Cuándo le pregunté a mi hija de dos años, ¿qué le gustaba más de la nueva plaza?; me respondió;

-Me gustó ¡cómo era!

 

El recuerdo más intenso que tenemos; -seguramente-; es el de cuando somos niños. Los niños –antes de memorizar las palabras que escuchan de los grandes- recorren todos los lugares; sorprendidos del tamaño de las cosas.

Me imagino el tamaño de la imaginación de un ser de dos años; que recorre una nueva plaza de juegos. Imagino lo que debe pensar:

Antes entraba por cualquier lado; y a la noche no se veía casi nada. Los bancos estaban lejos de los columpios y con las piedras, -algunas veces-, me raspaba las rodillas. Ayer mi papá me llevó por primera vez. A cocoho por supuesto.

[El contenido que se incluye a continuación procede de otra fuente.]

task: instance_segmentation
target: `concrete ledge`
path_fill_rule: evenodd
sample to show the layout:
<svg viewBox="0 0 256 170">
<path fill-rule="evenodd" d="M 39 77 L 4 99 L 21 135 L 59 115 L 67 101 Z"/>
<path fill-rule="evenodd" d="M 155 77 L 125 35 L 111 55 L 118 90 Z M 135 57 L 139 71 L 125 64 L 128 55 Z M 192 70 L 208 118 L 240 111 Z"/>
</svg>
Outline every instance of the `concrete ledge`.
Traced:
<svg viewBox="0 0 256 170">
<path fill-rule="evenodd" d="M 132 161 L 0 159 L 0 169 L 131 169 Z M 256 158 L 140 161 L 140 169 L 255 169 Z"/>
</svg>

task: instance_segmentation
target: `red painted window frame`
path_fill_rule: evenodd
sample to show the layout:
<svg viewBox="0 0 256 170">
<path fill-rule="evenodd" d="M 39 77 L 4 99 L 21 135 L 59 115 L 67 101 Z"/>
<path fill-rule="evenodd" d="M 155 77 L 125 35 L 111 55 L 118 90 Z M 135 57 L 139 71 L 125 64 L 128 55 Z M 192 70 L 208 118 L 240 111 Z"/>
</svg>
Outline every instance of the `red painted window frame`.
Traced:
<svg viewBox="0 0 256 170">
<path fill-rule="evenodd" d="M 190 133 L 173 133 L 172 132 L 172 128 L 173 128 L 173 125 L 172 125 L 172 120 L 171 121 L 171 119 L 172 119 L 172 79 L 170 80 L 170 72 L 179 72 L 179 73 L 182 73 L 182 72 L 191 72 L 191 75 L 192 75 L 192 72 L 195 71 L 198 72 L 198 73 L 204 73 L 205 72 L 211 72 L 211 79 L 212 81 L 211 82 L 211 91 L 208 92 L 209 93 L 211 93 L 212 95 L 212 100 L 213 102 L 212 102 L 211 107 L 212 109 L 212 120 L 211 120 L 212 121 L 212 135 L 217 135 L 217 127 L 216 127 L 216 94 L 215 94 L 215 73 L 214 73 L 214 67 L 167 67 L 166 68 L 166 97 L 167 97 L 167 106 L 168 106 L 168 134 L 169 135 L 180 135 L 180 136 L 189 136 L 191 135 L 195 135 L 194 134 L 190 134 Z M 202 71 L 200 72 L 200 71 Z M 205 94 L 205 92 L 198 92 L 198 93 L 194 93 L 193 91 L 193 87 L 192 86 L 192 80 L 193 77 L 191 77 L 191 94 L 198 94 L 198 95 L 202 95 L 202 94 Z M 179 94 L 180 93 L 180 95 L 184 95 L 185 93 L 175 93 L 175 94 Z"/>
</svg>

Entramos y vi un tubo flaco y negro. Parecía una torre altísima. Me explicó una abuela que ahí se tiran las pilas viejas. Cuando miré a mí alrededor parecía que el mundo se me venía encima. Gritos. Risas. Luces. Me hacen acordar a las calesitas y a los parques de diversiones.

Y más allá; vi un tobogán rojo, -altísimo-, con muchas vueltas; donde un montón de niños y niñas hacen fila; tocan unos tambores; y luego salen por abajo todos mareados.

Después vi más atrás; una pared con puntos de colores donde algunos escalaban; -como si fueran el hombre araña-.

Los columpios están donde estaban antes; y hay uno que usamos con mi papá donde nos columpiamos juntos.

Casi lloro de la risa al ver a mi papá hecho un ovillo en ese columpio.

Me sorprenden muchas cosas; y algunas me dan emoción. Por ejemplo antes cuando me subía a la maroma; me asustaba mucho cuando golpeaba contra el piso; me ha pasado muchas veces; pero las maromas de la nueva plaza tienen un cuadradito de madera con goma; -y cuándo me elevo ya no me asusto tanto porque esos cuadraditos amortiguan el golpe.

Todo el piso se mueve en la plaza porque los colores van y vienen; sobre todo cuando corro rápido. En unos bancos hay unas esculturas. Una es la de una tal Mafalda, -que según dicen los grandes; es una niña muy preguntona-. También hay una escultura de un tal Hijitus; y también la de tres minions; -que están subidos uno arriba del otro- dándole la bienvenida a toda la niñez junta.

Yo no alcanzo las cosas altas. Y en la plaza; hay una corneta que es muy alta; de color rojo. Y cuando mi papá me alzó y hablé con mi hermana que estaba recontra-lejos; me dije: ¡Qué gran idea! Igual que el martillo finito que está para golpear a unos cañitos que hacen música.

Una música que nos encuentra saltando; -gritando- y también jugando en éste mundo misterioso, donde las cosas se mueven y cambian de tamaño.

Pero por suerte hay plazas que nos hacen olvidar del tiempo. Y algunas veces; -al menos por un ratito-; nos hacen olvidar de los problemas que a los papás les cuesta mucho resolver.